You are really talented! This is the *perfect* cut crease!


----------



## devin (Dec 1, 2008)

very pretty! these look awesome!


----------



## genie707 (Dec 2, 2008)

You did a hella good job! I love it keep it up!


----------



## nunu (Dec 2, 2008)

hot looks!


----------



## nicoleh619 (Dec 2, 2008)

I loved both but the second one is my fave. I'd love a tut as well. Your blending was flawless.


----------



## simplykat (Dec 2, 2008)

i loveeeeee the first one! so funkylicious. but both are awesome!


----------



## luckystar2002 (Dec 2, 2008)

They are both great. Wonderful job!


----------



## circusflavouredgum (Dec 2, 2008)

Wow, your blending is incredible. Both are lovely but I especially love the second one.


----------



## chiquilla_loca (Dec 3, 2008)

Absolutely luv the bright cut crease!
Very sexy look!


----------



## bsquared (Dec 3, 2008)

i would rock both looks out and about! superb crease cutting as well


----------



## The_N (Dec 4, 2008)

love it!


----------



## TIERAsta (Dec 17, 2008)

Gorgeous! I especially love the first one!


----------



## TamEva Le Fay (Dec 17, 2008)

O.K. Woman that’s it! 

I’ve begun the packing process of the Louis Vuittons and booked a one-way to Scotland – You are so Hired!

Absolutely Flawless!

Empress of “The Cut” I pay tribute to you. 
	

	
	
		
		

		
			





 Where do I mail the check?

Thanks for keepin’ us on our toes and inspiring us!


----------



## Ms.Shanti (Dec 17, 2008)

luv it..it almost looks as if it was airbrushed on!!very talented!!


----------



## bebeflamand (Dec 18, 2008)

WOW! Just WOW! Love 'em both


----------



## BloodyWellRight (Dec 18, 2008)

Absolutely gorgeous! I love it!


----------



## macfabulous (Dec 18, 2008)

I F****ing Love Both. Amazing Job


----------



## nanefy (Dec 18, 2008)

Quote:

   Originally Posted by *TamEva Le Fay* 

 
_O.K. Woman that’s it! 

I’ve begun the packing process of the Louis Vuittons and booked a one-way to Scotland – You are so Hired!

Absolutely Flawless!

Empress of “The Cut” I pay tribute to you. 
	

	
	
		
		

		
		
	


	




 Where do I mail the check?

Thanks for keepin’ us on our toes and inspiring us! 



_

 
Oh shucks man, what a huge huge huge compliment!!!
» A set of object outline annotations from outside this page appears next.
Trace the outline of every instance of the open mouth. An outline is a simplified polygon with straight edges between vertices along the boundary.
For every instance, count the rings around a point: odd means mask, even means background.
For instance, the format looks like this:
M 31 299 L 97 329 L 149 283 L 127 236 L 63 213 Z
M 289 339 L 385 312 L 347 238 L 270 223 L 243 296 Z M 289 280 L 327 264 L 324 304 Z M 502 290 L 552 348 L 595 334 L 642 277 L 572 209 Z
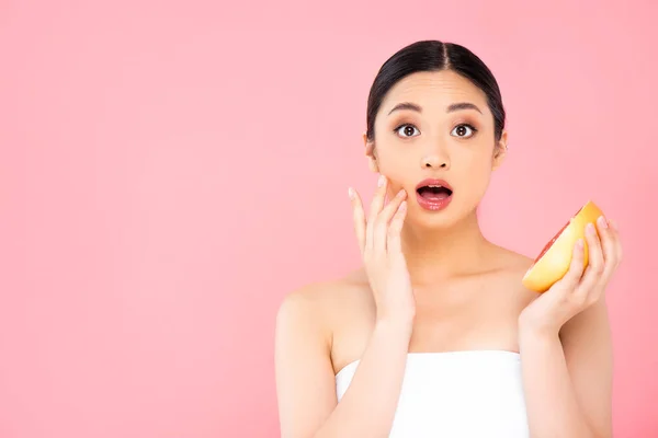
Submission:
M 423 185 L 416 189 L 427 200 L 442 200 L 452 195 L 452 189 L 442 185 Z
M 447 207 L 453 189 L 443 180 L 428 178 L 416 186 L 418 204 L 426 210 L 438 211 Z

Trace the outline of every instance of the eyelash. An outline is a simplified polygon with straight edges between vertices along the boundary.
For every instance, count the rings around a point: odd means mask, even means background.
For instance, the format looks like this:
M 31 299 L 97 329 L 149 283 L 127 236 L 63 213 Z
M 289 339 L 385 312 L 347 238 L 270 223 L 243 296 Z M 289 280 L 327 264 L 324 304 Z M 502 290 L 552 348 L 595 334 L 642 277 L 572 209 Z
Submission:
M 412 124 L 402 124 L 402 125 L 398 126 L 397 128 L 395 128 L 395 129 L 393 130 L 393 132 L 394 132 L 394 134 L 397 134 L 397 131 L 398 131 L 398 130 L 400 130 L 400 128 L 404 128 L 404 127 L 406 127 L 406 126 L 412 126 L 412 127 L 415 127 L 416 129 L 418 129 L 418 128 L 417 128 L 416 126 L 413 126 Z M 469 128 L 469 129 L 473 131 L 473 134 L 472 134 L 469 137 L 466 137 L 466 138 L 470 138 L 470 137 L 473 137 L 473 136 L 475 136 L 475 135 L 477 134 L 477 128 L 476 128 L 475 126 L 470 125 L 470 124 L 458 124 L 458 125 L 457 125 L 457 126 L 455 126 L 453 129 L 455 129 L 455 128 L 458 128 L 460 126 L 465 126 L 465 127 Z M 420 129 L 418 129 L 418 130 L 420 130 Z M 460 137 L 460 136 L 457 136 L 457 137 Z M 402 137 L 402 138 L 410 138 L 410 137 Z M 462 138 L 463 138 L 463 137 L 462 137 Z

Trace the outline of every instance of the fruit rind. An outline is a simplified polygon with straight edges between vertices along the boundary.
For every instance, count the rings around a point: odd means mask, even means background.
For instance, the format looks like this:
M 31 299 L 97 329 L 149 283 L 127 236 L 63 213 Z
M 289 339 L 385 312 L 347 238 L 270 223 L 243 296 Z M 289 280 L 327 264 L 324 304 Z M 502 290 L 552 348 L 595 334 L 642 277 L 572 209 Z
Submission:
M 527 269 L 522 284 L 530 290 L 545 292 L 569 270 L 574 246 L 578 239 L 585 240 L 585 229 L 589 222 L 595 223 L 602 216 L 601 209 L 591 200 L 569 219 L 568 224 L 555 239 L 553 245 Z M 585 267 L 589 263 L 589 249 L 585 240 Z

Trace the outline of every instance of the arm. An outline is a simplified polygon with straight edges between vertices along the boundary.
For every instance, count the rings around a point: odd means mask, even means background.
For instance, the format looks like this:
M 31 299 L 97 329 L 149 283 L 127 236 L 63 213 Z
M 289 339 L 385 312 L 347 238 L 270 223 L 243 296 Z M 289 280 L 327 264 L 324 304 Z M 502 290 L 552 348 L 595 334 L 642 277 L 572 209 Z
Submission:
M 531 436 L 611 437 L 612 348 L 604 299 L 568 321 L 560 336 L 521 328 L 519 341 Z
M 386 437 L 397 407 L 411 321 L 375 325 L 352 383 L 337 403 L 330 333 L 307 293 L 288 296 L 276 322 L 276 389 L 282 438 Z
M 612 436 L 612 345 L 606 285 L 622 258 L 617 227 L 587 227 L 569 270 L 519 318 L 523 383 L 535 437 Z M 560 342 L 561 341 L 561 342 Z

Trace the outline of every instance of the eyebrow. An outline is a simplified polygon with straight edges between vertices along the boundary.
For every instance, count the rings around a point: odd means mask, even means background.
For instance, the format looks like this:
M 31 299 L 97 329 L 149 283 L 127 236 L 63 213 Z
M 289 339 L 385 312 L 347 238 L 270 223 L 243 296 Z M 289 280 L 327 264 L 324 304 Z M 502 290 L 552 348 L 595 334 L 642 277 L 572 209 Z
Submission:
M 422 113 L 422 108 L 420 107 L 420 105 L 417 105 L 415 103 L 411 102 L 402 102 L 402 103 L 398 103 L 397 105 L 395 105 L 393 107 L 393 110 L 390 110 L 390 112 L 388 113 L 388 115 L 393 114 L 393 112 L 395 111 L 402 111 L 402 110 L 410 110 L 410 111 L 415 111 L 417 113 Z M 454 113 L 455 111 L 461 111 L 461 110 L 475 110 L 478 113 L 483 114 L 483 112 L 480 111 L 480 108 L 470 103 L 470 102 L 458 102 L 458 103 L 453 103 L 451 105 L 447 106 L 447 108 L 445 110 L 446 113 Z

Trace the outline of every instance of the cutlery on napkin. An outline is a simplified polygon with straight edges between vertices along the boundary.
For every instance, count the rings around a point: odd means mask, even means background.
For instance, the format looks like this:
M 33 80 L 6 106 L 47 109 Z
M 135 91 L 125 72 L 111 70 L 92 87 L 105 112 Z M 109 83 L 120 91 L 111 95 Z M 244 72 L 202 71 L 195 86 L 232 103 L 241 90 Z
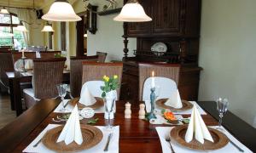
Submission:
M 193 106 L 189 124 L 185 135 L 187 143 L 189 143 L 193 139 L 194 134 L 195 139 L 201 144 L 204 144 L 204 139 L 213 142 L 212 137 L 195 105 Z
M 63 140 L 67 145 L 73 141 L 75 141 L 78 144 L 81 144 L 83 143 L 83 136 L 77 105 L 72 110 L 72 113 L 57 139 L 57 143 Z
M 183 107 L 183 104 L 177 89 L 172 93 L 171 97 L 167 99 L 165 105 L 177 109 Z
M 84 105 L 92 105 L 96 102 L 96 99 L 93 97 L 93 95 L 90 93 L 88 88 L 83 87 L 81 94 L 80 94 L 80 99 L 79 103 Z

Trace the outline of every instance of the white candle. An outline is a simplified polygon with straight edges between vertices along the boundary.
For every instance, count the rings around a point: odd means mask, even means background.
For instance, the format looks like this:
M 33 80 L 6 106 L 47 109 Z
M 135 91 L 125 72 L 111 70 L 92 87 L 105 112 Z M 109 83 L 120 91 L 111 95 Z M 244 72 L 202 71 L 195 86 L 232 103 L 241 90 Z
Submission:
M 22 58 L 25 58 L 24 50 L 22 50 Z
M 151 79 L 151 87 L 154 88 L 155 84 L 154 84 L 154 71 L 152 71 L 152 79 Z

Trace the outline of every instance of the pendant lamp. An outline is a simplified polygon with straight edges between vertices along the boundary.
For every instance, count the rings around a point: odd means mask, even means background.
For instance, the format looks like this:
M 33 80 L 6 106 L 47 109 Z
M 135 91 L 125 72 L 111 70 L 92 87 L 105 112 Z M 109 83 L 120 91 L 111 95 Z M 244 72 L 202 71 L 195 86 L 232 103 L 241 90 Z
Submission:
M 24 25 L 22 24 L 22 21 L 21 21 L 21 20 L 20 21 L 20 24 L 19 24 L 18 26 L 16 27 L 16 30 L 17 30 L 17 31 L 24 31 L 24 32 L 26 32 L 26 31 L 27 31 L 26 28 L 24 26 Z
M 47 21 L 46 25 L 44 26 L 44 28 L 41 31 L 55 31 L 53 30 L 52 26 Z
M 116 21 L 147 22 L 152 19 L 148 16 L 143 6 L 137 0 L 130 0 L 123 7 L 121 13 L 113 18 Z
M 0 14 L 9 14 L 9 11 L 5 8 L 5 7 L 3 7 L 1 11 L 0 11 Z
M 79 21 L 82 19 L 77 15 L 72 5 L 67 0 L 55 0 L 47 14 L 42 16 L 45 20 Z

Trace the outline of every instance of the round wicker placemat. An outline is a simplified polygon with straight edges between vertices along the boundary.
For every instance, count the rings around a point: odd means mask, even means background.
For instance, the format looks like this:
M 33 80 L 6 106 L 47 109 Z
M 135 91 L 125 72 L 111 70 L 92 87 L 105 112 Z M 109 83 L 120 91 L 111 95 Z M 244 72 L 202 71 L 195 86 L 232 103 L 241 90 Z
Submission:
M 85 107 L 90 107 L 90 108 L 92 108 L 92 109 L 99 109 L 99 108 L 104 106 L 103 99 L 102 98 L 99 98 L 99 97 L 95 97 L 95 99 L 96 99 L 96 102 L 92 105 L 84 105 L 79 103 L 79 99 L 80 99 L 79 97 L 74 98 L 74 99 L 69 100 L 69 104 L 73 106 L 75 106 L 76 104 L 77 104 L 78 108 L 80 109 L 80 110 L 83 109 L 83 108 L 85 108 Z
M 174 107 L 171 107 L 169 105 L 166 105 L 165 103 L 167 101 L 168 99 L 160 99 L 158 100 L 156 100 L 155 104 L 156 105 L 158 105 L 160 108 L 164 108 L 164 109 L 169 109 L 172 111 L 183 111 L 183 110 L 188 110 L 192 109 L 193 105 L 191 103 L 189 103 L 187 100 L 182 100 L 183 103 L 183 107 L 177 109 Z
M 75 142 L 72 142 L 68 145 L 66 145 L 64 141 L 56 143 L 63 128 L 64 126 L 56 127 L 49 130 L 44 134 L 42 142 L 48 149 L 57 152 L 74 152 L 90 149 L 100 143 L 103 138 L 102 132 L 97 128 L 88 125 L 81 125 L 84 141 L 80 145 Z
M 192 139 L 192 141 L 187 143 L 185 141 L 187 128 L 188 125 L 177 126 L 172 128 L 170 133 L 172 139 L 182 146 L 193 150 L 212 150 L 220 149 L 229 143 L 229 139 L 225 134 L 211 128 L 208 128 L 208 130 L 214 140 L 213 143 L 205 139 L 204 144 L 201 144 L 195 138 Z

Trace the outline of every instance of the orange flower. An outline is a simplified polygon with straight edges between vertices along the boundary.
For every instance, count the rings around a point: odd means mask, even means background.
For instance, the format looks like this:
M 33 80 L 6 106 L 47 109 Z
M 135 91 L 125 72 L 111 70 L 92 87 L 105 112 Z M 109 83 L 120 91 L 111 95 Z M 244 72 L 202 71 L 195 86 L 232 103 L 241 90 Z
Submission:
M 177 120 L 172 112 L 165 112 L 164 116 L 166 120 L 169 120 L 169 121 Z

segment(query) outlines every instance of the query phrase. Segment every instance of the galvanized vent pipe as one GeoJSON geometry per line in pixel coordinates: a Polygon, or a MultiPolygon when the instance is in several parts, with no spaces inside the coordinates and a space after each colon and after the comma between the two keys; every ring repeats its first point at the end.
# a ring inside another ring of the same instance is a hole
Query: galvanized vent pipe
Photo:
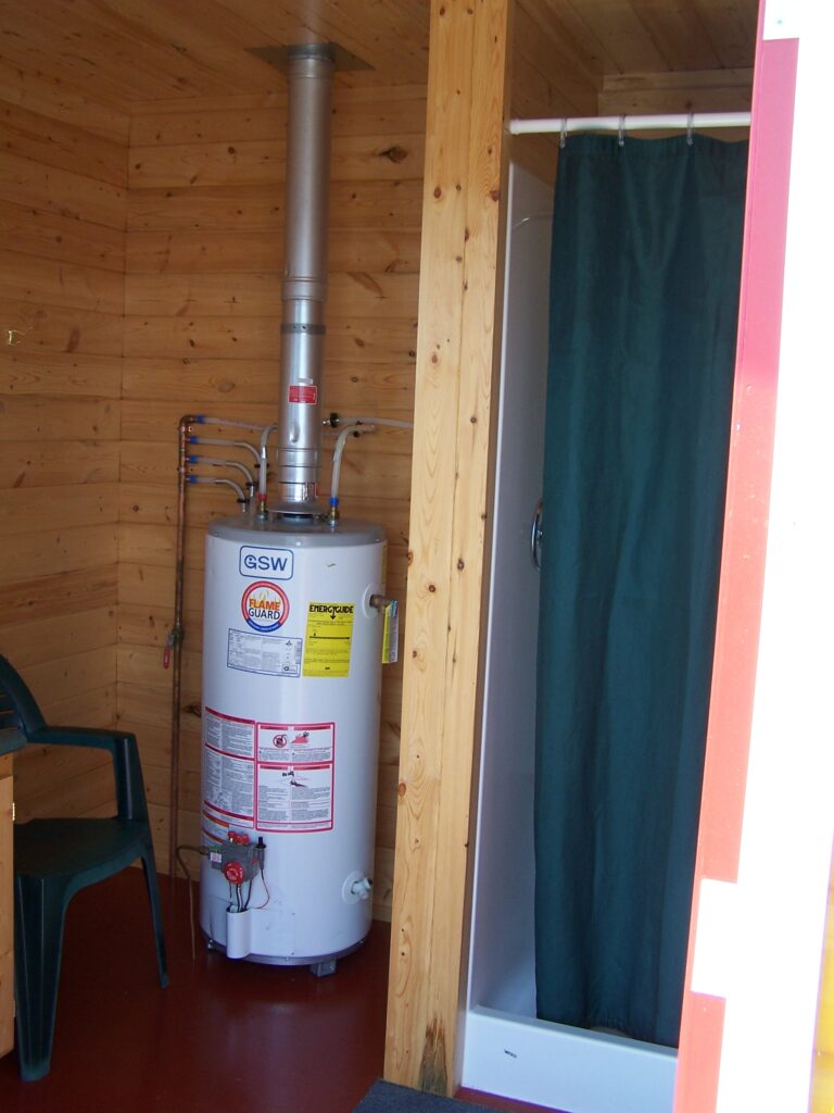
{"type": "Polygon", "coordinates": [[[278,509],[290,513],[318,509],[334,69],[329,45],[289,48],[276,479],[278,509]]]}

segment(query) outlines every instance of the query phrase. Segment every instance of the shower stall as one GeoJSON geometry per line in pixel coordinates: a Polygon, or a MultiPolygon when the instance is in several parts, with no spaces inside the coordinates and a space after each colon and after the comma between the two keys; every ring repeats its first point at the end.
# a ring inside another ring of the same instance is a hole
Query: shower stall
{"type": "Polygon", "coordinates": [[[513,164],[463,1084],[580,1113],[667,1113],[676,1053],[536,1016],[534,776],[553,190],[513,164]],[[519,539],[525,542],[520,543],[519,539]],[[529,544],[527,544],[527,539],[529,544]]]}

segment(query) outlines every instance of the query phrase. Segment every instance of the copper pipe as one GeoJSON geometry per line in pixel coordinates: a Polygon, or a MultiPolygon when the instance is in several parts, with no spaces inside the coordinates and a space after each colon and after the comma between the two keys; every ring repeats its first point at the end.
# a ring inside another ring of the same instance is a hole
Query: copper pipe
{"type": "Polygon", "coordinates": [[[182,622],[182,587],[186,569],[186,457],[188,439],[196,418],[186,416],[179,423],[179,461],[177,465],[177,551],[173,575],[173,626],[166,646],[166,667],[171,672],[171,777],[168,791],[170,810],[168,824],[168,874],[177,876],[177,846],[179,836],[179,754],[180,754],[180,699],[182,691],[182,641],[186,630],[182,622]]]}

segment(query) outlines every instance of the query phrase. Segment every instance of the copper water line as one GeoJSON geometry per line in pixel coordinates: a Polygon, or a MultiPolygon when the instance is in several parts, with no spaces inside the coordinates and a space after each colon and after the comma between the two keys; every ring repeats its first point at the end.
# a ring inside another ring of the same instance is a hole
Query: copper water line
{"type": "Polygon", "coordinates": [[[168,634],[165,664],[171,673],[171,776],[169,787],[170,819],[168,825],[168,875],[177,876],[177,845],[179,835],[179,756],[180,756],[180,699],[182,691],[182,640],[186,636],[182,623],[182,585],[186,565],[186,459],[188,437],[196,423],[192,416],[180,417],[179,462],[177,466],[177,549],[173,572],[173,624],[168,634]]]}

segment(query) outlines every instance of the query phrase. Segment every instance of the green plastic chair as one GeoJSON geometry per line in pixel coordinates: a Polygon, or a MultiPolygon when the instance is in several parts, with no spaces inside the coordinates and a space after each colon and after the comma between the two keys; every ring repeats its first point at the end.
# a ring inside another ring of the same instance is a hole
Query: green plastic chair
{"type": "Polygon", "coordinates": [[[162,910],[153,844],[133,735],[48,727],[19,673],[0,657],[0,726],[17,727],[30,746],[107,750],[116,777],[117,815],[107,819],[31,819],[14,825],[14,997],[18,1063],[26,1081],[49,1073],[70,899],[137,858],[145,869],[159,981],[168,985],[162,910]]]}

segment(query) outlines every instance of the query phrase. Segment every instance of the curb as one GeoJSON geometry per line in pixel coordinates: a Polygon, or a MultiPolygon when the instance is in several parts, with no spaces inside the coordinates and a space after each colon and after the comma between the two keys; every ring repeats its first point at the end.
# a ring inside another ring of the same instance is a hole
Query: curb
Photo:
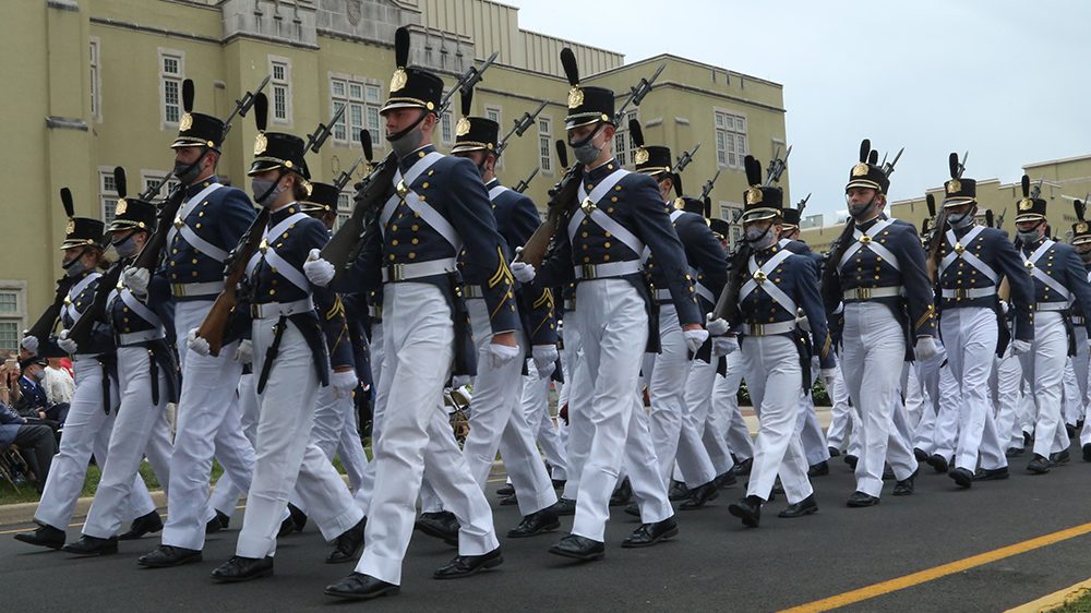
{"type": "Polygon", "coordinates": [[[1020,604],[1008,609],[1005,613],[1042,613],[1053,611],[1068,604],[1072,600],[1087,596],[1091,591],[1091,579],[1080,581],[1067,588],[1059,589],[1051,594],[1043,596],[1038,600],[1032,600],[1027,604],[1020,604]]]}

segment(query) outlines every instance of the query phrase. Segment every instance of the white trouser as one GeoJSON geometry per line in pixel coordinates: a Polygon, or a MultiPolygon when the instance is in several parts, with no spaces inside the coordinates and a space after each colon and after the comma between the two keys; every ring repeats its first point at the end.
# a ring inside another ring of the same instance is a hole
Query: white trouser
{"type": "MultiPolygon", "coordinates": [[[[383,432],[383,416],[386,413],[386,398],[379,398],[379,382],[383,376],[383,361],[386,356],[383,349],[383,322],[371,325],[371,452],[374,457],[379,435],[383,432]]],[[[371,508],[371,496],[375,492],[375,462],[370,461],[363,467],[360,486],[356,490],[356,504],[368,515],[371,508]]]]}
{"type": "Polygon", "coordinates": [[[988,401],[988,377],[996,356],[996,313],[982,306],[947,309],[939,327],[948,348],[947,364],[960,383],[962,398],[955,466],[973,472],[980,453],[981,468],[1004,468],[1008,462],[988,401]]]}
{"type": "Polygon", "coordinates": [[[1022,437],[1022,363],[1011,354],[1009,346],[1004,356],[996,359],[993,374],[996,406],[996,433],[1005,448],[1023,448],[1022,437]]]}
{"type": "MultiPolygon", "coordinates": [[[[254,320],[254,371],[262,372],[279,317],[254,320]]],[[[283,321],[279,351],[265,389],[257,395],[259,419],[253,480],[236,554],[276,553],[276,534],[288,496],[298,486],[311,519],[327,541],[355,526],[363,513],[329,459],[311,437],[319,375],[303,335],[283,321]],[[297,481],[298,479],[298,481],[297,481]]]]}
{"type": "Polygon", "coordinates": [[[601,542],[623,458],[640,502],[640,520],[662,521],[674,512],[658,465],[643,464],[647,452],[655,456],[647,421],[633,419],[644,411],[636,393],[640,362],[634,359],[648,341],[644,300],[625,279],[598,279],[576,286],[576,309],[592,392],[590,402],[579,407],[588,413],[591,445],[579,478],[572,533],[601,542]]]}
{"type": "MultiPolygon", "coordinates": [[[[53,456],[41,492],[41,501],[34,519],[39,524],[64,530],[72,519],[72,509],[83,491],[87,477],[87,464],[92,454],[99,465],[109,457],[110,432],[118,405],[118,383],[110,381],[110,414],[103,407],[103,366],[95,358],[81,358],[72,364],[75,370],[75,392],[69,404],[64,420],[64,434],[60,450],[53,456]]],[[[133,476],[132,492],[120,510],[122,519],[129,520],[155,510],[152,496],[140,474],[133,476]]]]}
{"type": "MultiPolygon", "coordinates": [[[[492,369],[489,363],[489,345],[493,338],[489,306],[484,299],[475,298],[466,301],[466,308],[473,327],[478,372],[473,377],[470,432],[463,444],[463,456],[473,480],[484,491],[499,449],[504,469],[519,493],[519,513],[530,515],[556,503],[556,492],[535,445],[527,416],[519,407],[520,372],[525,361],[512,360],[499,370],[492,369]]],[[[523,330],[516,330],[515,336],[519,347],[526,349],[523,330]]]]}
{"type": "Polygon", "coordinates": [[[803,406],[799,348],[787,336],[744,337],[740,352],[746,389],[760,424],[746,494],[768,501],[779,472],[789,504],[795,504],[814,492],[803,445],[795,433],[803,406]]]}
{"type": "Polygon", "coordinates": [[[375,484],[356,569],[400,584],[424,470],[458,520],[459,555],[489,553],[499,541],[489,501],[470,476],[443,408],[455,339],[447,300],[430,284],[386,284],[383,313],[385,363],[375,401],[396,410],[384,412],[382,433],[372,438],[375,484]]]}
{"type": "Polygon", "coordinates": [[[242,364],[235,360],[238,342],[224,346],[219,357],[212,357],[190,351],[184,340],[209,309],[212,301],[207,300],[175,304],[182,390],[163,544],[192,550],[204,548],[205,525],[216,515],[208,498],[213,456],[240,490],[250,488],[254,466],[254,449],[242,434],[239,404],[233,401],[242,374],[242,364]]]}
{"type": "MultiPolygon", "coordinates": [[[[1034,342],[1031,350],[1021,353],[1029,394],[1038,408],[1034,423],[1034,453],[1050,457],[1057,438],[1057,429],[1065,429],[1060,421],[1060,387],[1068,359],[1068,338],[1064,320],[1056,311],[1034,313],[1034,342]]],[[[1066,435],[1067,437],[1067,435],[1066,435]]]]}
{"type": "Polygon", "coordinates": [[[856,462],[856,490],[883,493],[883,466],[889,461],[901,481],[916,470],[909,441],[897,431],[895,406],[899,395],[906,337],[890,309],[877,302],[844,306],[844,371],[849,396],[860,411],[863,448],[856,462]],[[866,385],[865,385],[866,383],[866,385]]]}
{"type": "Polygon", "coordinates": [[[348,474],[349,489],[356,491],[362,481],[368,456],[363,453],[363,444],[357,432],[356,402],[351,394],[338,398],[333,385],[319,388],[311,440],[331,461],[335,455],[340,457],[345,473],[348,474]]]}
{"type": "Polygon", "coordinates": [[[564,453],[564,442],[561,441],[561,433],[556,424],[553,423],[553,418],[549,414],[551,380],[549,376],[538,377],[533,360],[527,362],[527,372],[530,374],[523,377],[523,396],[519,400],[523,414],[527,417],[527,425],[530,426],[530,432],[538,437],[538,447],[552,468],[550,478],[564,481],[568,462],[564,453]]]}
{"type": "Polygon", "coordinates": [[[144,347],[118,348],[118,378],[121,381],[121,406],[110,436],[110,448],[103,464],[103,477],[87,513],[83,533],[108,539],[118,533],[123,521],[125,500],[133,489],[133,476],[140,479],[140,462],[147,454],[155,477],[164,491],[170,483],[170,426],[167,424],[167,373],[159,372],[159,404],[152,404],[152,356],[144,347]]]}

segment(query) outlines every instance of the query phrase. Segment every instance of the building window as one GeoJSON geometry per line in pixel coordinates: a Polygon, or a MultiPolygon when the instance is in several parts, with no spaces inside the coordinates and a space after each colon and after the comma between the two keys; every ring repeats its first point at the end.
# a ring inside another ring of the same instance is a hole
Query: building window
{"type": "Polygon", "coordinates": [[[98,199],[101,202],[103,221],[109,226],[113,221],[113,211],[118,207],[118,185],[113,182],[112,168],[98,169],[98,199]]]}
{"type": "Polygon", "coordinates": [[[91,118],[103,121],[103,84],[98,76],[98,38],[91,39],[91,118]]]}
{"type": "Polygon", "coordinates": [[[546,175],[553,173],[553,120],[548,117],[538,118],[538,158],[539,166],[546,175]]]}
{"type": "Polygon", "coordinates": [[[746,157],[746,118],[724,111],[716,115],[716,161],[721,167],[742,168],[746,157]]]}
{"type": "Polygon", "coordinates": [[[341,192],[337,194],[337,221],[334,231],[339,229],[348,218],[352,216],[352,193],[341,192]]]}
{"type": "Polygon", "coordinates": [[[273,88],[273,121],[291,124],[291,63],[269,56],[269,86],[273,88]]]}
{"type": "Polygon", "coordinates": [[[334,124],[334,141],[343,144],[360,144],[360,130],[367,129],[375,148],[382,147],[379,109],[382,107],[382,91],[377,83],[365,83],[348,77],[329,81],[331,112],[348,105],[340,121],[334,124]],[[350,141],[351,139],[351,141],[350,141]]]}
{"type": "Polygon", "coordinates": [[[163,97],[163,122],[170,127],[182,117],[182,80],[185,79],[185,57],[181,51],[159,50],[159,92],[163,97]]]}
{"type": "Polygon", "coordinates": [[[630,120],[636,119],[636,111],[631,110],[625,113],[625,119],[621,121],[618,125],[618,131],[614,132],[614,157],[618,158],[618,164],[625,166],[628,160],[633,159],[633,149],[636,148],[636,144],[633,143],[633,139],[628,134],[628,122],[630,120]]]}
{"type": "Polygon", "coordinates": [[[0,281],[0,349],[19,351],[26,325],[26,287],[22,281],[0,281]]]}

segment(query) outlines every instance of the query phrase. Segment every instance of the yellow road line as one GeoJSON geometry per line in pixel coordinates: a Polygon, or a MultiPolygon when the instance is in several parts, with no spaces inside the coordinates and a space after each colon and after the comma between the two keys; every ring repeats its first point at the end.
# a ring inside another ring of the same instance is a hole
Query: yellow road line
{"type": "Polygon", "coordinates": [[[1041,537],[1005,548],[995,549],[978,555],[971,555],[970,557],[957,560],[948,564],[925,568],[924,570],[897,577],[888,581],[882,581],[852,591],[847,591],[844,593],[839,593],[837,596],[831,596],[829,598],[824,598],[822,600],[816,600],[814,602],[808,602],[806,604],[801,604],[799,606],[793,606],[784,610],[784,613],[814,613],[818,611],[829,611],[839,606],[847,606],[849,604],[863,602],[865,600],[871,600],[898,590],[933,581],[940,577],[946,577],[947,575],[954,575],[955,573],[961,573],[963,570],[969,570],[970,568],[983,566],[998,560],[1004,560],[1005,557],[1011,557],[1012,555],[1019,555],[1020,553],[1027,553],[1060,541],[1081,537],[1089,532],[1091,532],[1091,524],[1082,524],[1080,526],[1043,534],[1041,537]]]}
Hey, if you stay in the states, then get those bags unpacked, Ill be there pronto!! You guys have the best cosmetics, so my bags already packed!!! lol.


----------



## Rooshi (Dec 18, 2008)

Excellent! Love both the looks!


----------



## MissResha (Dec 18, 2008)

REALLY pretty!!


----------



## ajannasmom (Dec 18, 2008)

Looooove, love, love the first one...I soooo need to work on my blending, you seem to have perfected it!!


----------



## jilliandanica (Dec 18, 2008)

these are so pretty!!


----------



## xsnowwhite (Dec 18, 2008)

SO cute!! I agree you should so make a tut for the second look! I cannot figure the cutting the crease thing for the life of me.


----------



## jdepp_84 (Dec 18, 2008)

I like them


----------



## Edie (Dec 18, 2008)

Your crease technique is....there are no words....after you have dropped by NewlyMacd's place, you'll have to pop over to mine too! haha


----------



## Regality101 (Dec 20, 2008)

This is so on point.  Great!


----------



## Meisje (Jan 4, 2009)

Those are lovely, and the shape of your eyes is divine.


----------